In the 2014 case East v. Blue Cross Blue Shield of Louisiana, for example, Lambda Legal filed a lawsuit on behalf of John East, a part-time worker in the hospitality industry. East, who had been insured by Blue Cross for nearly 30 years, learned the insurance company would no longer accept the federal Ryan White Care Act subsidies for which he qualified. Without the subsidies, East would not have been able to afford his medical care and HIV medications.

“The insurers, starting with Blue Cross Blue Shield, thought they had found a way to exclude lower-income people living with HIV from their insurance rolls by refusing to accept payment from third parties,” Schoettes says. In the end, Lambda Legal prevailed, effectively reversing the policy change.

Along with the successes, Lambda Legal—as well as other progressive organizations—has struggled with certain types of claims involving LGBT-based discrimination. In particular, this means court cases involving claims as they relate to the meaning of “sex.”

There are longstanding protections in this area: Under Title VII of the Civil Rights Act of 1964, employers are prohibited from discriminating against employees on the basis of sex, race, color, national origin and religion; Title IX of the Education Amendments of 1972 prohibits discrimination on the basis of sex in federally funded education programs. What is as yet unsettled, however, is whether sexual orientation and gender identity are also protected under the “sex” rubric.

Rachel Tiven, chief executive officer of Lambda Legal, is mindful of the complex legal tangle involving conflicting court opinions. Sitting in her sunlit Wall Street office overlooking New York’s East River, Tiven, who joined the nonprofit in 2016 after helming Immigration Equality, which advocates for LGBT and HIV-positive immigrants and asylum seekers, says, “The most important work we are doing to advance LGBT rights is all around expanding the courts’ understanding of LGBT discrimination as sex discrimination.”

As Tiven and others see it, if you fire someone because he or she is lesbian, gay, bisexual or transgender, “the reason you are firing them is about them not being the right kind of woman, or not acting in the way a man is supposed to act, or because of their relationship with another person of the ‘wrong gender.’ All those things add up to sex discrimination.”

Rachel Tiven

Rachel TivenCourtesy of Lambda Legal

In April 2017, the 7th Circuit Court of Appeals agreed: The groundbreaking decision Hively v. Ivy Tech Community College held that workplace discrimination based on sexual orientation does indeed violate federal civil rights law.

The ruling came on the heels of Lambda Legal urging the court to reverse a lower court ruling and allow Kimberly Hively to present her case. Hively alleged that the college where she worked as a part-time instructor for 14 years denied her full-time employment and promotions and ended her employment because she is a lesbian. Between 2009 and 2014, Hively applied for and was rejected from six full-time teaching positions. In July 2014, her part-time contract was not renewed.

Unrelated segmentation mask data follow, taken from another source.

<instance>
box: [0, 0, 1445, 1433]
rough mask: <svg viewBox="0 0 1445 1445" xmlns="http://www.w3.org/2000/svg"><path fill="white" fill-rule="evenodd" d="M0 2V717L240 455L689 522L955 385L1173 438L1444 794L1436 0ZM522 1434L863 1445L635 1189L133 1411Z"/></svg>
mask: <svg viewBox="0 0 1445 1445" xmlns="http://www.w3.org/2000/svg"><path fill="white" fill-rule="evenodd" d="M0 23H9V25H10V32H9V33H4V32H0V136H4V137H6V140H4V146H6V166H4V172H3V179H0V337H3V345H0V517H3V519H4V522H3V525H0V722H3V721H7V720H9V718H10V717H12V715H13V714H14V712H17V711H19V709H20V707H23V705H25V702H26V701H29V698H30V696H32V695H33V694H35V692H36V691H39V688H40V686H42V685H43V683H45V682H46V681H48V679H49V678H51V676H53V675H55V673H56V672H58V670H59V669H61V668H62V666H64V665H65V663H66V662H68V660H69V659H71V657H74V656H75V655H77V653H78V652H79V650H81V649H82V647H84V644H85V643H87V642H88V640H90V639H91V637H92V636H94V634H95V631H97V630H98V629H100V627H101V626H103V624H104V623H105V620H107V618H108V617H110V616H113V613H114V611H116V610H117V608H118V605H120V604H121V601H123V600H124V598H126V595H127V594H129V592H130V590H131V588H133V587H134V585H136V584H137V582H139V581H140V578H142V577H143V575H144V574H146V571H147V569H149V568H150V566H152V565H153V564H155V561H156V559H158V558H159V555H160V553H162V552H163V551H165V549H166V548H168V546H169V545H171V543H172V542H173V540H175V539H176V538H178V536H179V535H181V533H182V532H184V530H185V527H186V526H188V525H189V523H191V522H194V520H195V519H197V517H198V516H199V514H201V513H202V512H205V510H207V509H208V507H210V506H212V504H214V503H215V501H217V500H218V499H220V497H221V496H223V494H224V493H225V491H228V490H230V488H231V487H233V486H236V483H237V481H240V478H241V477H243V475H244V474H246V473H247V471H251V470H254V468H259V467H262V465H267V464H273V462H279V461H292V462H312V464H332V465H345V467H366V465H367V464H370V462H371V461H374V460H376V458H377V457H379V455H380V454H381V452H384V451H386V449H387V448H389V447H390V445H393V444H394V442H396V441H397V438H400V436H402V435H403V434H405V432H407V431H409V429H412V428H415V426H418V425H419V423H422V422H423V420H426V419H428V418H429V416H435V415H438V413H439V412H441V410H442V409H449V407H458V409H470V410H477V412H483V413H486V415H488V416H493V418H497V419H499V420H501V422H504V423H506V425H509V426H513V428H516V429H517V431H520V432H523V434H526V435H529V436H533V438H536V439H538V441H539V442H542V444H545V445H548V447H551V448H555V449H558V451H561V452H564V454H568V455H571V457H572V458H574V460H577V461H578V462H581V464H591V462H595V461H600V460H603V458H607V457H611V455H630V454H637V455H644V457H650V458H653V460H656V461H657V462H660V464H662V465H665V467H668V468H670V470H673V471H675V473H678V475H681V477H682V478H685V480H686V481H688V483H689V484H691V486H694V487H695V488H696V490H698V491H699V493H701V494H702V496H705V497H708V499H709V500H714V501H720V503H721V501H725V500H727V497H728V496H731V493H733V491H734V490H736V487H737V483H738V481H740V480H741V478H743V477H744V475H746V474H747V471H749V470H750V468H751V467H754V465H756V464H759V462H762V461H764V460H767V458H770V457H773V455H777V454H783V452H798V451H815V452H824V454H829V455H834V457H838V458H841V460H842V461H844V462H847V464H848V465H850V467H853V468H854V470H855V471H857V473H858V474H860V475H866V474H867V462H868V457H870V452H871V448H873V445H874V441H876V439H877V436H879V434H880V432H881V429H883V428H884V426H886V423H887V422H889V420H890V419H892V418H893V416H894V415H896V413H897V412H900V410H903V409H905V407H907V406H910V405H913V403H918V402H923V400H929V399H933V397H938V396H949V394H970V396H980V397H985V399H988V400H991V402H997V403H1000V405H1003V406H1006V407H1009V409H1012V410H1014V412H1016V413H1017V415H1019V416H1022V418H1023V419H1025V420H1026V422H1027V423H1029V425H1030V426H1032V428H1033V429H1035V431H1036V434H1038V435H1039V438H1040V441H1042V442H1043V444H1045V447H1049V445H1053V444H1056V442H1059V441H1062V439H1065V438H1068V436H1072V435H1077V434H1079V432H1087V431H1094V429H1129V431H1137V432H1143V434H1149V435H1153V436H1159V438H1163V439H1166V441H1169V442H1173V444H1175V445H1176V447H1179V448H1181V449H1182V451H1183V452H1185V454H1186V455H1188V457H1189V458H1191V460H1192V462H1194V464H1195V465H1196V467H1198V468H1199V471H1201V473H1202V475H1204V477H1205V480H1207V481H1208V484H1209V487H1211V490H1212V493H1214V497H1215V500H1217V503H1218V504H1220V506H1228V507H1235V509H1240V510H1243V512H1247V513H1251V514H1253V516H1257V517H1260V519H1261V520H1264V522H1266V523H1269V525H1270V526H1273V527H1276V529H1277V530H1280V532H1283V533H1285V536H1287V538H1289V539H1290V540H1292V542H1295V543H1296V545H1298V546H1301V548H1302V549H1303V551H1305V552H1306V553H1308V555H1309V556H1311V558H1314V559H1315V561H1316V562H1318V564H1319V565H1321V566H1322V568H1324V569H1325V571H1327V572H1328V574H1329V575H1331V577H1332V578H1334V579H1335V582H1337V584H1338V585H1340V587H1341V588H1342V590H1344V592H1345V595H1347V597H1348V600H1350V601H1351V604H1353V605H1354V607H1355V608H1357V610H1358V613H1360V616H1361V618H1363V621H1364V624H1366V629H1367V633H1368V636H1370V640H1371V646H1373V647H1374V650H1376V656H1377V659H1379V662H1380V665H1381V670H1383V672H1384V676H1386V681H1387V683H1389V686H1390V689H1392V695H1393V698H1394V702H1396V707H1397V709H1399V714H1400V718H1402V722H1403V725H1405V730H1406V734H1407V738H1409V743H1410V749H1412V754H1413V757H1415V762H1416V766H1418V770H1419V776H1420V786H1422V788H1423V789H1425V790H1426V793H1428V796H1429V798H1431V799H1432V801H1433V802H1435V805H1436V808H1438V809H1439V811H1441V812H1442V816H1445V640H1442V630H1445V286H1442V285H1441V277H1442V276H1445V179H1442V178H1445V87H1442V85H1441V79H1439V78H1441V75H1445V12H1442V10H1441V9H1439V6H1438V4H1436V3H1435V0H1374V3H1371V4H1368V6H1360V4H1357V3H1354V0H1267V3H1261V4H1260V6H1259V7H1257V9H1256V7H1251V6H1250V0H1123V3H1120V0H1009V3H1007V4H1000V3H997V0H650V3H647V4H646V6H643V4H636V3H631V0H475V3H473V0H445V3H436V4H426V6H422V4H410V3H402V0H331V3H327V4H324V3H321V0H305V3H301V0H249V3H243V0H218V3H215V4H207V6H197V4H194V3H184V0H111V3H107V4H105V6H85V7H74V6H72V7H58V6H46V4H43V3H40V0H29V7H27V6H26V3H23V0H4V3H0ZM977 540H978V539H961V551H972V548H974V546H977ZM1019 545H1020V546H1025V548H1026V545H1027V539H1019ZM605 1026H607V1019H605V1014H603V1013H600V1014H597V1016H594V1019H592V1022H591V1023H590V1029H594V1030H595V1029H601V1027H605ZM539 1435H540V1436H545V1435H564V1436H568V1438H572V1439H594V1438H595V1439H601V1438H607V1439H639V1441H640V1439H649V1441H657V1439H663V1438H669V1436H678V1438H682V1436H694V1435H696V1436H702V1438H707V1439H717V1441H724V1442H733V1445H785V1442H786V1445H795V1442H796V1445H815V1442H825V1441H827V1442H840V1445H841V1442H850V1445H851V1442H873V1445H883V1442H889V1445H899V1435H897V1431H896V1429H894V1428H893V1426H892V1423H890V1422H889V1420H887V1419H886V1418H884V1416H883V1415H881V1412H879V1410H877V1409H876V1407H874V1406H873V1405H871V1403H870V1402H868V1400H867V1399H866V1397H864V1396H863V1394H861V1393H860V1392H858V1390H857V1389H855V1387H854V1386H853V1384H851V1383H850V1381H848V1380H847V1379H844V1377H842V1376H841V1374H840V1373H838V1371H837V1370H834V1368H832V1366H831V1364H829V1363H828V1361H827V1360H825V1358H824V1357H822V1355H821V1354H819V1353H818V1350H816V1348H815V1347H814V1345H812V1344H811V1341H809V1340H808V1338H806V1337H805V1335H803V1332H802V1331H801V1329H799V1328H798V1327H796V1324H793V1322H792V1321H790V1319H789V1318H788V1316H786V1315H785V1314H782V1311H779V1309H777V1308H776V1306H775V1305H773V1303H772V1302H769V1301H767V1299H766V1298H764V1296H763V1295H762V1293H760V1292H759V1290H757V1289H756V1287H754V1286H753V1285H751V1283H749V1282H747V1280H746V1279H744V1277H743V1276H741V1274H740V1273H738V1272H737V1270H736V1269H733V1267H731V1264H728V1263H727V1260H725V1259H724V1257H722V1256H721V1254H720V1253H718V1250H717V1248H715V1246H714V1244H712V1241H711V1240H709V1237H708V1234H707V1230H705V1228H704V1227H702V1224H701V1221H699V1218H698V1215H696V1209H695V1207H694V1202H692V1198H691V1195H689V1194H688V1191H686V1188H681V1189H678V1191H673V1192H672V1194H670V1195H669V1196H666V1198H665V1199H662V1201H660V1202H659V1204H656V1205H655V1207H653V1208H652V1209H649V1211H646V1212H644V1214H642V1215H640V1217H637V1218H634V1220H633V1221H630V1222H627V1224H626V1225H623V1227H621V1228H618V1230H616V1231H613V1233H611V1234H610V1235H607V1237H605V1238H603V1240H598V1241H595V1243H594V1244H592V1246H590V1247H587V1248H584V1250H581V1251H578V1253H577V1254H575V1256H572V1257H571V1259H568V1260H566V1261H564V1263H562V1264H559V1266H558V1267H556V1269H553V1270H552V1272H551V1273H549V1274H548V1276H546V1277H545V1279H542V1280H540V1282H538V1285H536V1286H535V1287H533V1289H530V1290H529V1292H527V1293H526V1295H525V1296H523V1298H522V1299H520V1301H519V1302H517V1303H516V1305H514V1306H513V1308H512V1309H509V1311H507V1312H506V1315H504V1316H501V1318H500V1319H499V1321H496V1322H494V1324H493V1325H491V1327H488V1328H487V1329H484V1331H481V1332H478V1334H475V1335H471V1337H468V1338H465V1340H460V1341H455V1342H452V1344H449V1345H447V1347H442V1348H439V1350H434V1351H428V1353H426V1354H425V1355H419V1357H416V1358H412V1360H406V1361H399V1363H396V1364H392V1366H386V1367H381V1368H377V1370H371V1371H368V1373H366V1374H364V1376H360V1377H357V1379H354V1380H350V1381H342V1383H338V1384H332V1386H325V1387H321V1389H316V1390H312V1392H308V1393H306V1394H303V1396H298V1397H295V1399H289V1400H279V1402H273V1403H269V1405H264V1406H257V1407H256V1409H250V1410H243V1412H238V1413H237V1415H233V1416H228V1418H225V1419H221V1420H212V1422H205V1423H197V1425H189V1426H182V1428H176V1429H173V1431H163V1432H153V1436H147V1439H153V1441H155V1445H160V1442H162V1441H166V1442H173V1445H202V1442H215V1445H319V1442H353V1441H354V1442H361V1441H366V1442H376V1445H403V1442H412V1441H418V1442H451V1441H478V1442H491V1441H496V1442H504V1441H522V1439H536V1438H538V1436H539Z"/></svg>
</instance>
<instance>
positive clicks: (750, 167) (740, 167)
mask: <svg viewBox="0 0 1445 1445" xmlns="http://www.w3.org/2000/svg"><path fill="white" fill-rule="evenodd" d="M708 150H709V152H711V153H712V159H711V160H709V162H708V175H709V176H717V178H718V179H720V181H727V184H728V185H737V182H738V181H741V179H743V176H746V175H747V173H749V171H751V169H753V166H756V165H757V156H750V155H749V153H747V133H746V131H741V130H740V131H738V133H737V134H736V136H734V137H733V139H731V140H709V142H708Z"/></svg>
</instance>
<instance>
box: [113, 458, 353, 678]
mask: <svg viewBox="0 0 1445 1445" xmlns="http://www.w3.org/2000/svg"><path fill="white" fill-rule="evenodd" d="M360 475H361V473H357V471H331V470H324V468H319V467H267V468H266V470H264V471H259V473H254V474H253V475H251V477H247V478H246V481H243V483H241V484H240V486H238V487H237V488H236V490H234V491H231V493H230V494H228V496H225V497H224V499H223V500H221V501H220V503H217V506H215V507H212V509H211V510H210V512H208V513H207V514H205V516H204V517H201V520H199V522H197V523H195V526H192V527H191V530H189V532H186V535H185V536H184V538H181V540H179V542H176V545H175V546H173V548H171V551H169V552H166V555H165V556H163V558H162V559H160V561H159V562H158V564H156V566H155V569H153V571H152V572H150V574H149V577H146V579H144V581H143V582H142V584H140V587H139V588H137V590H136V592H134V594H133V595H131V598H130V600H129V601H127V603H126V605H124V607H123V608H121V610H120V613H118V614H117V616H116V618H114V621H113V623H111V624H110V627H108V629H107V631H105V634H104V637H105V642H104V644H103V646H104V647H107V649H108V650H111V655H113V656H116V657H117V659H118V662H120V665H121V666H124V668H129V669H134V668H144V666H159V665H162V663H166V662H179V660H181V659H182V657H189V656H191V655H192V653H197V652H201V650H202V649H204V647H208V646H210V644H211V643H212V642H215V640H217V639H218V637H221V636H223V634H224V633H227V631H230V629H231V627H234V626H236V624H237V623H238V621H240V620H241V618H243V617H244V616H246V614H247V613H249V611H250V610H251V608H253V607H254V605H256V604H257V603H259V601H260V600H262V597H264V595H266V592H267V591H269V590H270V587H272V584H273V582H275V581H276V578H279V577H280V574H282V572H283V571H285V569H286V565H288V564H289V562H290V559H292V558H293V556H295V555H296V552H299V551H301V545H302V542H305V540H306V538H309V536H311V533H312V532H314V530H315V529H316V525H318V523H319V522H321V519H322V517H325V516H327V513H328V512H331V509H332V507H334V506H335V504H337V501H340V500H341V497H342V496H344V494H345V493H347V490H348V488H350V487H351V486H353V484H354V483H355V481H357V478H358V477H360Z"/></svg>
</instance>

“She was denied promotion and eventually fired after somebody saw her kiss her girlfriend in the parking lot. We argued that that’s a kind of sex discrimination,” says Tiven, who called Hively “the highest-level case of its kind.” Indeed, the 7th Circuit became the first federal appellate court to rule that Title VII’s prohibition on sex discrimination also covers discrimination on the basis of sexual orientation.

Tiven notes that attitudes about LGBT rights in the United States have moved steadily in Lambda Legal’s favor. “We are really on the cusp of huge impact on legal strategies that we have been pursuing for many years where the courts have been catching up with public opinion.”

You could say that Richard Roe, the man denied a position as a police officer because he is HIV positive, is among the growing number of people benefiting from the changes brought about by advocates such as Tiven and Schoettes.

“I’m so indebted to them. The case had a huge impact on my life,” says Roe, who says the experience led him to law school—and who hopes to graduate this year. “I’ve spent so much time putting people in jail,” he says about his earlier work in law enforcement. “Now I’d like to try to get some folks out.”